Terrance Broadway

No. 8
- Position: Quarterback

Personal information
- Born: April 16, 1992 (age 34) Baton Rouge, Louisiana, U.S.
- Listed height: 6 ft 2 in (1.88 m)
- Listed weight: 211 lb (96 kg)

Career information
- High school: Capitol (Baton Rouge)
- College: Houston (2010); Louisiana-Lafayette (2011–2014);

Awards and highlights
- Davy O'Brien Award Watchlist 2014; 2014 All-Sun Belt Honorable Mention; MVP 2014 New Orleans Bowl; Davy O'Brien Award Watchlist 2013; MVP 2012 New Orleans Bowl; 2012 LSWA Newcomer of the Year; 2012 All-Sun Belt Honorable Mention;
- Stats at ESPN

= Terrance Broadway =

American football player (born 1992)

Terrance Joseph Broadway (born April 16, 1992) is an American college football quarterback. He was the Louisiana-Lafayette Ragin' Cajuns starting quarterback from 2012 to 2014. During his tenure, Broadway led the Cajuns to 3 bowl victories while collecting two bowl MVP's.

==Early life==
Broadway attended Capitol High School in Baton Rouge, Louisiana. He was ranked the fifth best dual threat quarterback by Rivals.com for the Class of 2010.

==College career==
Broadway played the 2010 NCAA Division I FBS football season as a freshman with the Houston Cougars football team, where he substituted for starting quarterback, Case Keenum, in four regular season games. His first career game was played on September 18, 2010, where he recorded 84 yards and one touchdown. He finished the season with 424 yards and three touchdowns.

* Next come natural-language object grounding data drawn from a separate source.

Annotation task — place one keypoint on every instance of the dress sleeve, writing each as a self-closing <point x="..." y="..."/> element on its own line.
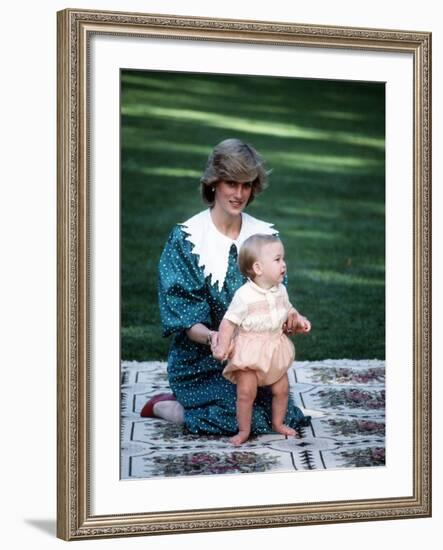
<point x="182" y="294"/>
<point x="237" y="309"/>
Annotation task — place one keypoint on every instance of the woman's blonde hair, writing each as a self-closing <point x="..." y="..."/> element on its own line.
<point x="233" y="160"/>
<point x="250" y="252"/>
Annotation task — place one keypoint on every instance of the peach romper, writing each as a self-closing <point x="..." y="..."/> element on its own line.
<point x="260" y="343"/>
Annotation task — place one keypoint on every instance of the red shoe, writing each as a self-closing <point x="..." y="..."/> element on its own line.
<point x="148" y="409"/>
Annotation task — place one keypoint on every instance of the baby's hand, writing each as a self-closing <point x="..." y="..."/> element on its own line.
<point x="219" y="353"/>
<point x="303" y="324"/>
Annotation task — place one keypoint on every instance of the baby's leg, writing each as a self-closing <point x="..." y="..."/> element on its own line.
<point x="280" y="390"/>
<point x="246" y="393"/>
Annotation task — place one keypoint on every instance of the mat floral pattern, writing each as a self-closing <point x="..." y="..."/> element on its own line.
<point x="346" y="399"/>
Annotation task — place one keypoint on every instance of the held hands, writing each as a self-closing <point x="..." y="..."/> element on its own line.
<point x="296" y="323"/>
<point x="220" y="352"/>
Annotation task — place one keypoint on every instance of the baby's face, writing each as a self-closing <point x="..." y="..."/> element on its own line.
<point x="272" y="262"/>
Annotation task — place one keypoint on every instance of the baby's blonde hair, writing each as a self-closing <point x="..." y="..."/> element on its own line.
<point x="250" y="252"/>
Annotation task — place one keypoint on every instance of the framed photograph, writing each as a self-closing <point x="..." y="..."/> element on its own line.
<point x="340" y="122"/>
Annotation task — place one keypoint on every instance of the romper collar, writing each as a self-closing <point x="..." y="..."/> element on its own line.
<point x="213" y="247"/>
<point x="261" y="290"/>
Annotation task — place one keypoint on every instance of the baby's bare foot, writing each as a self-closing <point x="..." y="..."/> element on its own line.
<point x="283" y="429"/>
<point x="240" y="438"/>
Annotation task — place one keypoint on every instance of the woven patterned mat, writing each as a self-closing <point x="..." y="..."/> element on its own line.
<point x="346" y="399"/>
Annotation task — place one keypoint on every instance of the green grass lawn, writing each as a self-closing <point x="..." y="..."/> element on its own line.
<point x="323" y="140"/>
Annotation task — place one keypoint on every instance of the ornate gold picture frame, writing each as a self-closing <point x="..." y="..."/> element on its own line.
<point x="77" y="518"/>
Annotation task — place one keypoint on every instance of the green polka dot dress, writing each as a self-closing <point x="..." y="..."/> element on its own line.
<point x="187" y="297"/>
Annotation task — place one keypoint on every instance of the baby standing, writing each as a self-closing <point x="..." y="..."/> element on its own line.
<point x="251" y="333"/>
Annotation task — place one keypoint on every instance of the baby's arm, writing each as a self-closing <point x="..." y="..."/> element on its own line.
<point x="225" y="333"/>
<point x="295" y="322"/>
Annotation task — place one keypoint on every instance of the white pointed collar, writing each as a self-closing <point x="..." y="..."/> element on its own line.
<point x="261" y="290"/>
<point x="212" y="247"/>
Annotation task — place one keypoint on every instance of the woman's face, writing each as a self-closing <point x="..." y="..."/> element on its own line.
<point x="232" y="196"/>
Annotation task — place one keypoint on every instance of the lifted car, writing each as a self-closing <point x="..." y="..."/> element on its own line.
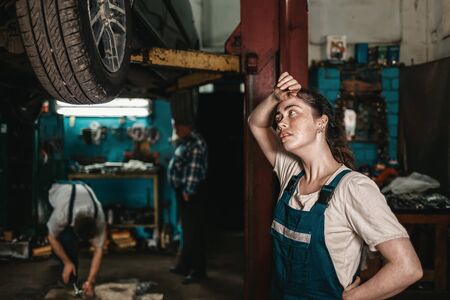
<point x="79" y="50"/>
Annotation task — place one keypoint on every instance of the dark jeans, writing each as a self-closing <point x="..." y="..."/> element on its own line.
<point x="193" y="215"/>
<point x="69" y="242"/>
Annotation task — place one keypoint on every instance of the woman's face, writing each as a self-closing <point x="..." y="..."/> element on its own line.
<point x="296" y="125"/>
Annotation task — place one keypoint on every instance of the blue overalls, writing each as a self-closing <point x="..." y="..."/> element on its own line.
<point x="303" y="266"/>
<point x="67" y="238"/>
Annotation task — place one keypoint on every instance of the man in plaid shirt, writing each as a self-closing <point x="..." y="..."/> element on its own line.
<point x="187" y="174"/>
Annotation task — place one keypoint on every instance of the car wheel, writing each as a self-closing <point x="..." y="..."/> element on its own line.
<point x="79" y="50"/>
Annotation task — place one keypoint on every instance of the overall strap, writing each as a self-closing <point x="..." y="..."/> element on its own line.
<point x="93" y="201"/>
<point x="292" y="185"/>
<point x="327" y="190"/>
<point x="71" y="203"/>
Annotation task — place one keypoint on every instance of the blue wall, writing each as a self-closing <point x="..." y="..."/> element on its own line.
<point x="327" y="80"/>
<point x="129" y="192"/>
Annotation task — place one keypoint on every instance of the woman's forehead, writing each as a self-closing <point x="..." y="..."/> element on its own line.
<point x="294" y="100"/>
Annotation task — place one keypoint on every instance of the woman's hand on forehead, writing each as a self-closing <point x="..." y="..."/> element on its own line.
<point x="286" y="87"/>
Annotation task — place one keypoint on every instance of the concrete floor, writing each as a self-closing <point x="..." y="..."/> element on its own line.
<point x="29" y="280"/>
<point x="33" y="279"/>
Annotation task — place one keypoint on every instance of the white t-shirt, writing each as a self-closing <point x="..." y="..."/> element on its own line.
<point x="357" y="213"/>
<point x="59" y="198"/>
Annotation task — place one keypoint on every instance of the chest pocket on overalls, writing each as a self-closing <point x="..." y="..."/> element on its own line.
<point x="291" y="253"/>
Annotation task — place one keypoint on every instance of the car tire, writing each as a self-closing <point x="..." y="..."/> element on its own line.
<point x="70" y="55"/>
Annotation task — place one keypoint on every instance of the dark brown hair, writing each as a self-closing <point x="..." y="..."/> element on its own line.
<point x="334" y="131"/>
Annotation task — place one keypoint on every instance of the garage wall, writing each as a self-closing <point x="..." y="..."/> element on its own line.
<point x="421" y="27"/>
<point x="215" y="20"/>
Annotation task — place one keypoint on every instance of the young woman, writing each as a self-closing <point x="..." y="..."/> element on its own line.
<point x="326" y="212"/>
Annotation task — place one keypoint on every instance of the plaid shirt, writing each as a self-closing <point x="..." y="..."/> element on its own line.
<point x="189" y="164"/>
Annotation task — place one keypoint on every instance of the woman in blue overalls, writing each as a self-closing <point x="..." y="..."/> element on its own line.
<point x="316" y="179"/>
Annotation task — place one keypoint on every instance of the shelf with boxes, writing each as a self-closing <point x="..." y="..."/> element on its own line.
<point x="372" y="93"/>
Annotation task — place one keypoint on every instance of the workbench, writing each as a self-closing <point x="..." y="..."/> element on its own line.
<point x="91" y="178"/>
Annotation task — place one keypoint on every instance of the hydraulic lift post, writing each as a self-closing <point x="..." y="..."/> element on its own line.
<point x="271" y="38"/>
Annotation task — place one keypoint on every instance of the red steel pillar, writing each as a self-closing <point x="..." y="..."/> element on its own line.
<point x="272" y="36"/>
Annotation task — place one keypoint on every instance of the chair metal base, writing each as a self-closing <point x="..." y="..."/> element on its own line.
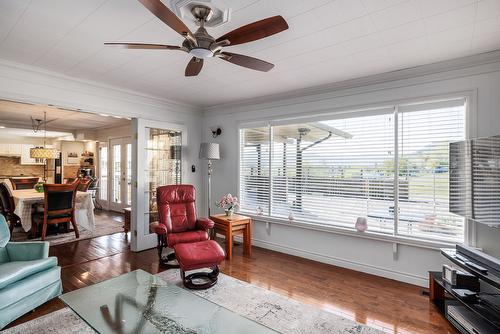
<point x="166" y="261"/>
<point x="209" y="278"/>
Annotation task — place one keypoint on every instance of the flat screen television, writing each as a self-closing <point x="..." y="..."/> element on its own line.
<point x="475" y="180"/>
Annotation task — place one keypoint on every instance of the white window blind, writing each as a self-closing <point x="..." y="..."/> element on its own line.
<point x="332" y="171"/>
<point x="486" y="180"/>
<point x="254" y="169"/>
<point x="424" y="138"/>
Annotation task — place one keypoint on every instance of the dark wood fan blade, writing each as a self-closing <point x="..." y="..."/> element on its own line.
<point x="246" y="61"/>
<point x="144" y="46"/>
<point x="256" y="30"/>
<point x="166" y="15"/>
<point x="194" y="67"/>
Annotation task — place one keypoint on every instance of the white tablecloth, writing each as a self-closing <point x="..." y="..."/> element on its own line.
<point x="24" y="199"/>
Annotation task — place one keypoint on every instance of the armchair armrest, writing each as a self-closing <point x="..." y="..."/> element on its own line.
<point x="28" y="251"/>
<point x="204" y="224"/>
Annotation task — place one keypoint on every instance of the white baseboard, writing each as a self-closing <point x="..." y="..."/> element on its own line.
<point x="362" y="267"/>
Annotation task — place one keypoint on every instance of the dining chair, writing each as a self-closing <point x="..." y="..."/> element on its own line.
<point x="7" y="207"/>
<point x="59" y="207"/>
<point x="84" y="184"/>
<point x="23" y="183"/>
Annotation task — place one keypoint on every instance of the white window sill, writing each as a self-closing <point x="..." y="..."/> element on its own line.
<point x="430" y="244"/>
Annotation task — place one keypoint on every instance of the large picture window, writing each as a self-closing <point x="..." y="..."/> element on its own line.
<point x="389" y="166"/>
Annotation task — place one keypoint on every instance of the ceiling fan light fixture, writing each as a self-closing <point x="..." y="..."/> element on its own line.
<point x="201" y="53"/>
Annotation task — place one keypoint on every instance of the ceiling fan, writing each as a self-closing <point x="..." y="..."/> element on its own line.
<point x="201" y="45"/>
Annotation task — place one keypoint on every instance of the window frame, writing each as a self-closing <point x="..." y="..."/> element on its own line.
<point x="470" y="104"/>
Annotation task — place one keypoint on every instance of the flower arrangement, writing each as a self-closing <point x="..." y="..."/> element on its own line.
<point x="229" y="203"/>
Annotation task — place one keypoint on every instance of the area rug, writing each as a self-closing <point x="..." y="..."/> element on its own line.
<point x="273" y="310"/>
<point x="104" y="224"/>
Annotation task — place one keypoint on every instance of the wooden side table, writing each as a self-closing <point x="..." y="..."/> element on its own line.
<point x="233" y="225"/>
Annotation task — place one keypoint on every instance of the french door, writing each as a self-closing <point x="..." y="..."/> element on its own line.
<point x="119" y="173"/>
<point x="157" y="160"/>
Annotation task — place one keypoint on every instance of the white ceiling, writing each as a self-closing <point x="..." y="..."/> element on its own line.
<point x="328" y="41"/>
<point x="18" y="115"/>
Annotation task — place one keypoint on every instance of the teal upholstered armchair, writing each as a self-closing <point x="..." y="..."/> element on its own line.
<point x="28" y="276"/>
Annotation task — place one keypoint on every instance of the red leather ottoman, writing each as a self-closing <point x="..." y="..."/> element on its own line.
<point x="198" y="255"/>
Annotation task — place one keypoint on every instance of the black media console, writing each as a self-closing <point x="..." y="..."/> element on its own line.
<point x="471" y="308"/>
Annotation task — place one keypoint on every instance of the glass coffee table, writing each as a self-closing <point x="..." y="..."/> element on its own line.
<point x="139" y="302"/>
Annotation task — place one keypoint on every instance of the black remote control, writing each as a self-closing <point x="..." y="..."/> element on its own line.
<point x="482" y="270"/>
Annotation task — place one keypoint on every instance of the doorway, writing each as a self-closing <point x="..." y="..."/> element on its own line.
<point x="119" y="173"/>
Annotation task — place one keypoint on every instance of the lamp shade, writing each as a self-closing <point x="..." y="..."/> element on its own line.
<point x="43" y="153"/>
<point x="209" y="151"/>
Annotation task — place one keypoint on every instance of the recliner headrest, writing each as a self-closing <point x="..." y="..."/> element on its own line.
<point x="178" y="193"/>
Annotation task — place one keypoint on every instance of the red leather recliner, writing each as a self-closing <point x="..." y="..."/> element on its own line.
<point x="178" y="222"/>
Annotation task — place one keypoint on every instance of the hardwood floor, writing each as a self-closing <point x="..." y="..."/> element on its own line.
<point x="389" y="305"/>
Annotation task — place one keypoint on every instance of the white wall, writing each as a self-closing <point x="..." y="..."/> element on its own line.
<point x="103" y="135"/>
<point x="29" y="84"/>
<point x="478" y="76"/>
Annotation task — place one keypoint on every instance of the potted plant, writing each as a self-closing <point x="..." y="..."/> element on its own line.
<point x="229" y="203"/>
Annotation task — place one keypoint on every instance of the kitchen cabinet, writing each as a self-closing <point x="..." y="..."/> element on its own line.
<point x="25" y="156"/>
<point x="11" y="150"/>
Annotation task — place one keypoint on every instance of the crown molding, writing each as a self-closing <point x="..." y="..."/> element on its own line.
<point x="21" y="71"/>
<point x="469" y="65"/>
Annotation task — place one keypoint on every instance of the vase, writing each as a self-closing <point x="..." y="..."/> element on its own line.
<point x="39" y="187"/>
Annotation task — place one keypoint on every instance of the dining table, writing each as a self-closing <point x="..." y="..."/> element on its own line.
<point x="24" y="200"/>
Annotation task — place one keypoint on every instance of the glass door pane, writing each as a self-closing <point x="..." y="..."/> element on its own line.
<point x="129" y="174"/>
<point x="156" y="161"/>
<point x="163" y="167"/>
<point x="103" y="173"/>
<point x="116" y="181"/>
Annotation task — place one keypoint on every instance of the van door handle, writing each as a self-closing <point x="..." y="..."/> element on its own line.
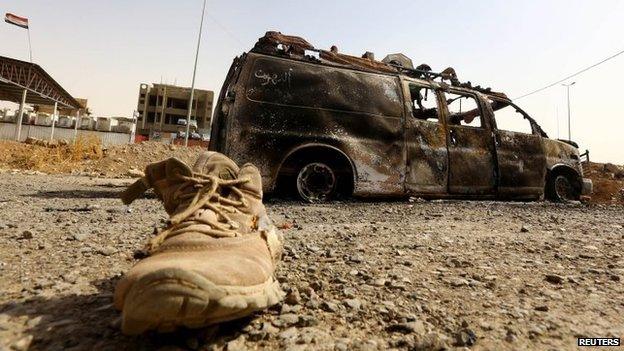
<point x="453" y="137"/>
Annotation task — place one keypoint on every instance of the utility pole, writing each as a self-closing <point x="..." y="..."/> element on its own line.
<point x="190" y="107"/>
<point x="53" y="120"/>
<point x="18" y="127"/>
<point x="569" y="127"/>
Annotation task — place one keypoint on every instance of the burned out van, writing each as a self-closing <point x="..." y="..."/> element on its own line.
<point x="325" y="124"/>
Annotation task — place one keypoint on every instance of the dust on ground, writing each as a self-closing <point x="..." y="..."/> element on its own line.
<point x="360" y="275"/>
<point x="87" y="157"/>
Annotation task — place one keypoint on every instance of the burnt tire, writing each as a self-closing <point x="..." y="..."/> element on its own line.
<point x="316" y="182"/>
<point x="560" y="188"/>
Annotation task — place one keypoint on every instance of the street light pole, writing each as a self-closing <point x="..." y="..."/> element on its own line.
<point x="569" y="127"/>
<point x="190" y="106"/>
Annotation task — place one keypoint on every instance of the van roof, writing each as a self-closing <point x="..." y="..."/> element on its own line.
<point x="297" y="48"/>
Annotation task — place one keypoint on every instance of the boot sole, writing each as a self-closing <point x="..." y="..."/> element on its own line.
<point x="171" y="298"/>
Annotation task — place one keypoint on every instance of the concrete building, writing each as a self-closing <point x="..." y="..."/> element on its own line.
<point x="163" y="109"/>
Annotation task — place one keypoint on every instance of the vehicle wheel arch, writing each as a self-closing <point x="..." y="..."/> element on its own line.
<point x="314" y="151"/>
<point x="563" y="169"/>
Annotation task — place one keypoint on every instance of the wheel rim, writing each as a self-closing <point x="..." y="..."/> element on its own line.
<point x="564" y="189"/>
<point x="316" y="182"/>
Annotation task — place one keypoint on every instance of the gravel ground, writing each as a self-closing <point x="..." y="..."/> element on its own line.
<point x="360" y="275"/>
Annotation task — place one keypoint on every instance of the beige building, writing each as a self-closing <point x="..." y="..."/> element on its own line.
<point x="163" y="108"/>
<point x="65" y="111"/>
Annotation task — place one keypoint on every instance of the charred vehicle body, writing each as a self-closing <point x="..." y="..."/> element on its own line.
<point x="324" y="124"/>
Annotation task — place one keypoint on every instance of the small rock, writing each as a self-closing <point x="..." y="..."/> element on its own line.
<point x="288" y="319"/>
<point x="554" y="279"/>
<point x="135" y="173"/>
<point x="106" y="250"/>
<point x="465" y="337"/>
<point x="80" y="236"/>
<point x="329" y="306"/>
<point x="288" y="334"/>
<point x="417" y="327"/>
<point x="27" y="234"/>
<point x="354" y="304"/>
<point x="307" y="321"/>
<point x="22" y="344"/>
<point x="293" y="298"/>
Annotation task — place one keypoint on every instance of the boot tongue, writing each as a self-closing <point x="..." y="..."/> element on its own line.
<point x="254" y="185"/>
<point x="216" y="164"/>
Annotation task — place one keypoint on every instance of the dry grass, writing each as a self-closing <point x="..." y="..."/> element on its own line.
<point x="54" y="158"/>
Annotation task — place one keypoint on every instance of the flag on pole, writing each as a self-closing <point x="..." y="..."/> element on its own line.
<point x="16" y="20"/>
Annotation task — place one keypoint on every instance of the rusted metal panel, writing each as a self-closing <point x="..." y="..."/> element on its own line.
<point x="279" y="99"/>
<point x="286" y="104"/>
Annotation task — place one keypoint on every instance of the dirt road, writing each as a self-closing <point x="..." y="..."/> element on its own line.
<point x="361" y="275"/>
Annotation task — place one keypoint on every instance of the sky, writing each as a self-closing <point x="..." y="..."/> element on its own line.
<point x="103" y="50"/>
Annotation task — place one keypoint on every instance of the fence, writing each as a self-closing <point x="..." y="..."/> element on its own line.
<point x="7" y="132"/>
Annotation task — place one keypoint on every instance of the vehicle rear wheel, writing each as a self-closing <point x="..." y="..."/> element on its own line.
<point x="316" y="182"/>
<point x="561" y="189"/>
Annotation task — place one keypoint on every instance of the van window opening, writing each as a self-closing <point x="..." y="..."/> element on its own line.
<point x="424" y="103"/>
<point x="509" y="118"/>
<point x="464" y="110"/>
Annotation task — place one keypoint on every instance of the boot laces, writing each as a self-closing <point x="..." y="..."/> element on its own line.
<point x="201" y="191"/>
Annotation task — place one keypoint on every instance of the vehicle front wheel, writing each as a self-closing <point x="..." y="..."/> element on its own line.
<point x="316" y="182"/>
<point x="560" y="188"/>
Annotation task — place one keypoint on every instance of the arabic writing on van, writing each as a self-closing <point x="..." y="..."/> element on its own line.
<point x="274" y="79"/>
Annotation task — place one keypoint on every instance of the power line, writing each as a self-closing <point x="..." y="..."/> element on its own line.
<point x="226" y="31"/>
<point x="570" y="76"/>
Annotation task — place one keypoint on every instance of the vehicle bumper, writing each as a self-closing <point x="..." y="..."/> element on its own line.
<point x="588" y="187"/>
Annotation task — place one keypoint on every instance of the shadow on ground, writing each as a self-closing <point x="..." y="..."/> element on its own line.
<point x="90" y="322"/>
<point x="84" y="194"/>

In the spring semester of 2011, he transferred from the University of Houston to the University of Louisiana at Lafayette. In 2013, Broadway became one of 34 quarterbacks on the Davey O'Brien Award watch list.

In his final collegiate game, Broadway was the MVP of the 2014 New Orleans Bowl.

== Personal life ==
Broadway is the son of Connie Richerson. He has one sister, Mariah, and has a son, Terrance Joseph Broadway II, who was born in 2012.